Salah satu segmen yang menjadi fokus perhatian adalah warga yang mempunyai lebih dari satu hunian serta mendapatkan pemasukan dari kegiatan penyewaan aset properti tersebut.
Langkah strategis ini merupakan bagian dari kerangka kebijakan perpajakan yang dirumuskan oleh negara dalam Rancangan Anggaran Pendapatan dan Belanja Negara (RAPBN) 2027 demi mendongkrak pemasukan kas negara melalui pengoptimalan tingkat kepatuhan pajak.
Pejabat tinggi di institusi keuangan negara mengemukakan bahwa perluasan cakupan perpajakan ini akan dipusatkan pada bidang serta kelompok wajib pajak yang selama ini dipandang belum melunasi kewajiban kontribusinya secara maksimal.
"Kebijakan tahun 2027 terkait perpajakan, tentunya kami berupaya memperluas basis perpajakan. Sektor-sektor, kelompok yang belum optimal pembayaran pajaknya, ini akan kami optimalkan," ujar Rofyanto dalam Konsultasi Publik Rancangan Undang-Undang APBN Tahun Anggaran 2027, Kamis (6/8/2026).
Sebagai gambaran nyata, pihak berwenang memberikan analogi mengenai masyarakat yang mempunyai lebih dari satu tempat tinggal, di mana tidak seluruh bangunan tersebut dipakai pribadi oleh pemiliknya.
Sebagian dari aset properti tersebut kemungkinan besar disewakan atau dikontrakkan sehingga memunculkan pemasukan finansial yang semestinya dikategorikan sebagai obyek pajak.
"Contohnya, kalau misalkan orang punya rumah lebih dari satu, tidak mungkin juga rumahnya itu ditinggali semua. Pasti ada yang disewakan, ada yang dikontrakkan," kata dia.
Selain memperluas cakupan objek pajak, pihak pemerintah turut memperkuat kolaborasi bersama berbagai lembaga guna memperkokoh tingkat kepatuhan perpajakan nasional.
Penyatuan informasi antarinstansi ini diantisipasi mampu menyajikan gambaran yang jauh lebih utuh mengenai aktivitas finansial wajib pajak sehingga proses pengawasan bisa dieksekusi secara lebih optimal.

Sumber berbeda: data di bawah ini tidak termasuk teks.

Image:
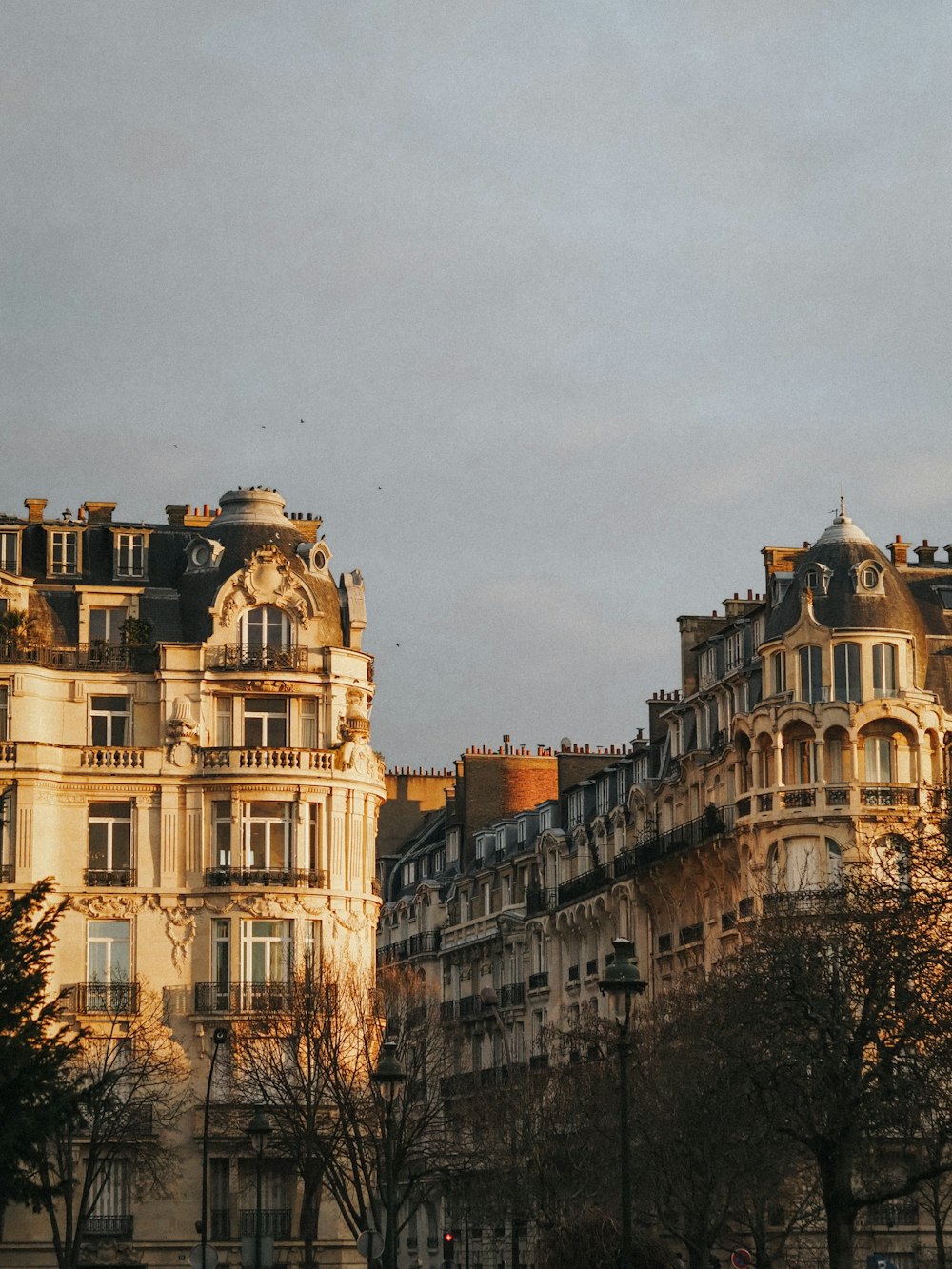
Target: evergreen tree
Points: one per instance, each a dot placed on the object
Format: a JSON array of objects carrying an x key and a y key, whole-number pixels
[{"x": 34, "y": 1048}]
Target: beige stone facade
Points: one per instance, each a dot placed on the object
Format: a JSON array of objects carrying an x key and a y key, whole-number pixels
[
  {"x": 813, "y": 726},
  {"x": 185, "y": 749}
]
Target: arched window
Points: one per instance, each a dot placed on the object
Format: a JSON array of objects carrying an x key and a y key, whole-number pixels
[
  {"x": 266, "y": 637},
  {"x": 885, "y": 681},
  {"x": 880, "y": 759}
]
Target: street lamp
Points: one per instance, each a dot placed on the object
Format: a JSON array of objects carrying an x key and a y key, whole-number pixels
[
  {"x": 621, "y": 983},
  {"x": 490, "y": 1002},
  {"x": 258, "y": 1132},
  {"x": 220, "y": 1036},
  {"x": 388, "y": 1077}
]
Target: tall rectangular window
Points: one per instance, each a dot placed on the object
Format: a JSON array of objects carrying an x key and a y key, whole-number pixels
[
  {"x": 779, "y": 673},
  {"x": 810, "y": 673},
  {"x": 110, "y": 720},
  {"x": 885, "y": 669},
  {"x": 880, "y": 759},
  {"x": 308, "y": 724},
  {"x": 221, "y": 834},
  {"x": 110, "y": 1214},
  {"x": 110, "y": 843},
  {"x": 845, "y": 673},
  {"x": 224, "y": 707},
  {"x": 221, "y": 963},
  {"x": 106, "y": 625},
  {"x": 10, "y": 551},
  {"x": 64, "y": 553},
  {"x": 266, "y": 723},
  {"x": 129, "y": 555},
  {"x": 266, "y": 834},
  {"x": 266, "y": 962},
  {"x": 109, "y": 964}
]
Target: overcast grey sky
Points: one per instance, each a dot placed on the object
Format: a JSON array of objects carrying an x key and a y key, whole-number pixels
[{"x": 582, "y": 302}]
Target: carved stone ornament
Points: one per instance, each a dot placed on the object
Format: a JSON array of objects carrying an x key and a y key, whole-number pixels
[
  {"x": 109, "y": 907},
  {"x": 182, "y": 754}
]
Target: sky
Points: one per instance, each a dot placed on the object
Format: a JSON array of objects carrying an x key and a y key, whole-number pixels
[{"x": 556, "y": 311}]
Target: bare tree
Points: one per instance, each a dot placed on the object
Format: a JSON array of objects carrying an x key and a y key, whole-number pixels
[
  {"x": 128, "y": 1086},
  {"x": 838, "y": 1012},
  {"x": 308, "y": 1060}
]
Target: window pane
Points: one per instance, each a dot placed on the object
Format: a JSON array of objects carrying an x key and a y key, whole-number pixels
[{"x": 845, "y": 671}]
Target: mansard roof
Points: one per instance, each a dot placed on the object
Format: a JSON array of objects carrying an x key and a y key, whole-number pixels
[{"x": 841, "y": 602}]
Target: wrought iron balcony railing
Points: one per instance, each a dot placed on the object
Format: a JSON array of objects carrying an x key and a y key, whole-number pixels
[
  {"x": 293, "y": 879},
  {"x": 276, "y": 1222},
  {"x": 242, "y": 998},
  {"x": 883, "y": 795},
  {"x": 107, "y": 879},
  {"x": 110, "y": 658},
  {"x": 263, "y": 656},
  {"x": 109, "y": 1227},
  {"x": 107, "y": 998}
]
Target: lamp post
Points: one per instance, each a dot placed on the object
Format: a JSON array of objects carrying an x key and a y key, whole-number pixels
[
  {"x": 621, "y": 983},
  {"x": 388, "y": 1077},
  {"x": 490, "y": 1001},
  {"x": 258, "y": 1132},
  {"x": 220, "y": 1036}
]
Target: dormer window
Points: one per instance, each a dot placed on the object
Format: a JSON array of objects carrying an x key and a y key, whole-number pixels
[
  {"x": 817, "y": 579},
  {"x": 64, "y": 553},
  {"x": 204, "y": 553},
  {"x": 10, "y": 551},
  {"x": 129, "y": 555},
  {"x": 867, "y": 578}
]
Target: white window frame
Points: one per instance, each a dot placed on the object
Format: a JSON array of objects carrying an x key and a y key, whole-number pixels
[
  {"x": 885, "y": 658},
  {"x": 120, "y": 814},
  {"x": 10, "y": 549},
  {"x": 266, "y": 952},
  {"x": 64, "y": 552},
  {"x": 129, "y": 553},
  {"x": 112, "y": 717},
  {"x": 112, "y": 937},
  {"x": 277, "y": 816},
  {"x": 265, "y": 715},
  {"x": 113, "y": 620}
]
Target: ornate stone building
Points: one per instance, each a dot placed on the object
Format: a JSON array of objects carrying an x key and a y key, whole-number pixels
[
  {"x": 810, "y": 727},
  {"x": 185, "y": 749}
]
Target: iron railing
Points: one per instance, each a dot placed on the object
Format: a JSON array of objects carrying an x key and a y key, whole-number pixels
[
  {"x": 107, "y": 998},
  {"x": 263, "y": 656},
  {"x": 110, "y": 658},
  {"x": 276, "y": 1222},
  {"x": 883, "y": 795},
  {"x": 296, "y": 879},
  {"x": 109, "y": 1227},
  {"x": 242, "y": 998},
  {"x": 107, "y": 879}
]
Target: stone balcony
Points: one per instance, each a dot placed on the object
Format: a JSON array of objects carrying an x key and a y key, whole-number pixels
[{"x": 803, "y": 801}]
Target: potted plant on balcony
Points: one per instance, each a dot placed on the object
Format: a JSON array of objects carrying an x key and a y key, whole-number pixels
[{"x": 17, "y": 632}]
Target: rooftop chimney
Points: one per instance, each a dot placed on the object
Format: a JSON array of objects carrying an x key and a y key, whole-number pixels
[
  {"x": 177, "y": 513},
  {"x": 98, "y": 513}
]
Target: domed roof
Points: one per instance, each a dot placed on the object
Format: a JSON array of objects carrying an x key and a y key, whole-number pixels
[
  {"x": 848, "y": 597},
  {"x": 251, "y": 519}
]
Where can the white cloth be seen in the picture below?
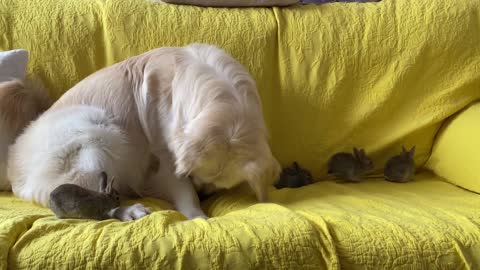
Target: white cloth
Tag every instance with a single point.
(13, 65)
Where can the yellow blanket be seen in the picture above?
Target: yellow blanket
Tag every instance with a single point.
(374, 75)
(373, 225)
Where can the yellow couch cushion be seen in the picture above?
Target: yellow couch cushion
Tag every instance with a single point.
(372, 225)
(456, 153)
(374, 75)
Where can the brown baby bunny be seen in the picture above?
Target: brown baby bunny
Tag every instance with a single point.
(400, 168)
(73, 201)
(350, 167)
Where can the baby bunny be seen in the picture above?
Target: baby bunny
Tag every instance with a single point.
(350, 167)
(73, 201)
(400, 168)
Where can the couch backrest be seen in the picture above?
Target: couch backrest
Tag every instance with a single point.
(333, 76)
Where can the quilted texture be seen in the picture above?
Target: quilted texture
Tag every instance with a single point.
(373, 75)
(321, 226)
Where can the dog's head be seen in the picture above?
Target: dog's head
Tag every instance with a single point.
(220, 139)
(217, 160)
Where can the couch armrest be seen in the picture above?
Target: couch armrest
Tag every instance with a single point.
(456, 150)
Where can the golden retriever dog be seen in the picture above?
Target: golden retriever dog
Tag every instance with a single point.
(19, 104)
(195, 110)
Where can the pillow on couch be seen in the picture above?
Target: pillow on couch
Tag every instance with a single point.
(13, 65)
(233, 3)
(456, 152)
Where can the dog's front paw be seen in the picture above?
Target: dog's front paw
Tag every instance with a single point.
(132, 212)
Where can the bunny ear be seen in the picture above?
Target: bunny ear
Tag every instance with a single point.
(103, 182)
(356, 153)
(110, 186)
(411, 152)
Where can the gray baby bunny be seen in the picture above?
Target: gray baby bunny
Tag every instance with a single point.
(400, 168)
(73, 201)
(349, 166)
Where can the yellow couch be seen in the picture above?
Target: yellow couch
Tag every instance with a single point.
(333, 76)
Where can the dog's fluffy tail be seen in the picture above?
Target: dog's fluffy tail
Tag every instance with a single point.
(71, 145)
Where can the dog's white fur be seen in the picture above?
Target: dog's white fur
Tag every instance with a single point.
(195, 108)
(19, 104)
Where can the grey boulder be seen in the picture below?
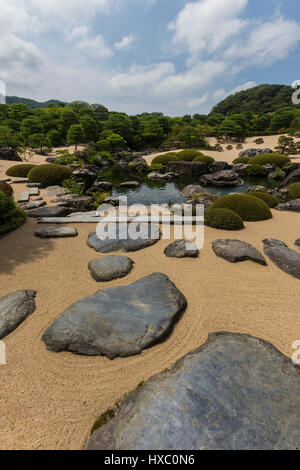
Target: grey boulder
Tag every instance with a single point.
(235, 392)
(110, 267)
(118, 243)
(182, 249)
(120, 321)
(236, 251)
(56, 232)
(283, 257)
(14, 309)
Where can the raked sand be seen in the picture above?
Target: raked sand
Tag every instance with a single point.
(49, 400)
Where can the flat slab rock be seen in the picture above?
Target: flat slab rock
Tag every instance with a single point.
(292, 206)
(236, 392)
(53, 211)
(110, 267)
(283, 257)
(128, 244)
(182, 249)
(56, 232)
(120, 321)
(236, 251)
(14, 309)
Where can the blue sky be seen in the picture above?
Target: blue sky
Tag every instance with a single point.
(174, 56)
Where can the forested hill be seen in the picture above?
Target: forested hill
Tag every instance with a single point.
(258, 100)
(31, 103)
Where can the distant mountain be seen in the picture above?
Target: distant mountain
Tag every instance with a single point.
(258, 100)
(31, 103)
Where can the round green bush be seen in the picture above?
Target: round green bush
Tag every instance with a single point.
(11, 217)
(223, 219)
(164, 159)
(256, 170)
(49, 175)
(249, 208)
(294, 191)
(6, 189)
(270, 158)
(241, 160)
(270, 200)
(188, 155)
(204, 158)
(20, 171)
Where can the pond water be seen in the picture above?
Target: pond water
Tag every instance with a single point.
(157, 192)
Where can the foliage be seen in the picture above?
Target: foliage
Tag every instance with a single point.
(223, 219)
(249, 208)
(49, 175)
(269, 199)
(20, 171)
(270, 158)
(294, 191)
(11, 217)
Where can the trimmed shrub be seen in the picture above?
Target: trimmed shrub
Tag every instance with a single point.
(166, 158)
(256, 170)
(11, 217)
(49, 175)
(204, 158)
(6, 189)
(270, 200)
(249, 208)
(270, 158)
(241, 160)
(188, 155)
(20, 171)
(223, 219)
(294, 191)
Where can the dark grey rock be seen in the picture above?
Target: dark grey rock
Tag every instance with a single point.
(110, 267)
(182, 249)
(119, 244)
(292, 206)
(14, 309)
(120, 321)
(235, 392)
(236, 251)
(191, 190)
(283, 257)
(54, 211)
(56, 232)
(222, 178)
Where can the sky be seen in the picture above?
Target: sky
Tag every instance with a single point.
(172, 56)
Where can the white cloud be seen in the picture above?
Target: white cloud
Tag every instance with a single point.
(126, 43)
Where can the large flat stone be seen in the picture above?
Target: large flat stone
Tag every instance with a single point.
(128, 244)
(236, 251)
(110, 267)
(283, 257)
(56, 232)
(53, 211)
(120, 321)
(14, 309)
(235, 392)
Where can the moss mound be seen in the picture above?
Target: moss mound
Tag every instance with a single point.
(49, 175)
(294, 191)
(241, 160)
(270, 158)
(270, 200)
(223, 219)
(249, 208)
(188, 155)
(205, 159)
(6, 189)
(165, 159)
(11, 217)
(20, 171)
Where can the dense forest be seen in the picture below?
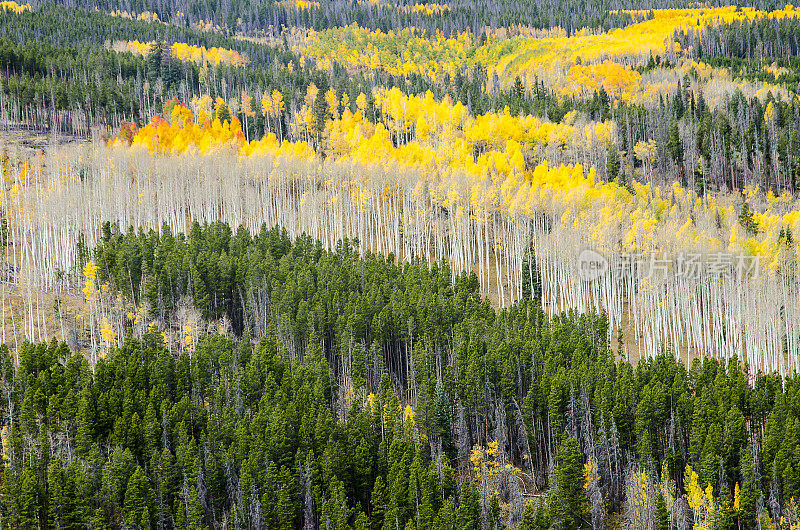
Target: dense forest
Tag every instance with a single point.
(307, 420)
(386, 266)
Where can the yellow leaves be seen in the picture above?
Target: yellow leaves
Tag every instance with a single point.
(484, 460)
(361, 103)
(107, 333)
(247, 105)
(333, 103)
(90, 270)
(617, 79)
(311, 95)
(187, 53)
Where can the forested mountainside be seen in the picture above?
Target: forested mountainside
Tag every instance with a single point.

Di samping itu, instansi terkait senantiasa melakukan penyempurnaan terhadap sistem digital Coretax agar mampu mendukung analisis data perpajakan secara lebih komprehensif.
"Pemerintah sekarang ini sedang mengembangkan Coretax, ini terus diperbaiki, disempurnakan, untuk bisa melakukan analisis data perpajakan secara menyeluruh," ujar Rofyanto.
Ia menerangkan bahwa pemanfaatan data fiskal yang terintegrasi bersama informasi perekonomian akan mempermudah pihak otoritas dalam melaksanakan pencocokan profil wajib pajak.
Dengan demikian, potensi pemasukan negara dapat dimaksimalkan lewat mekanisme pengawasan yang jauh lebih presisi serta berbasiskan data valid.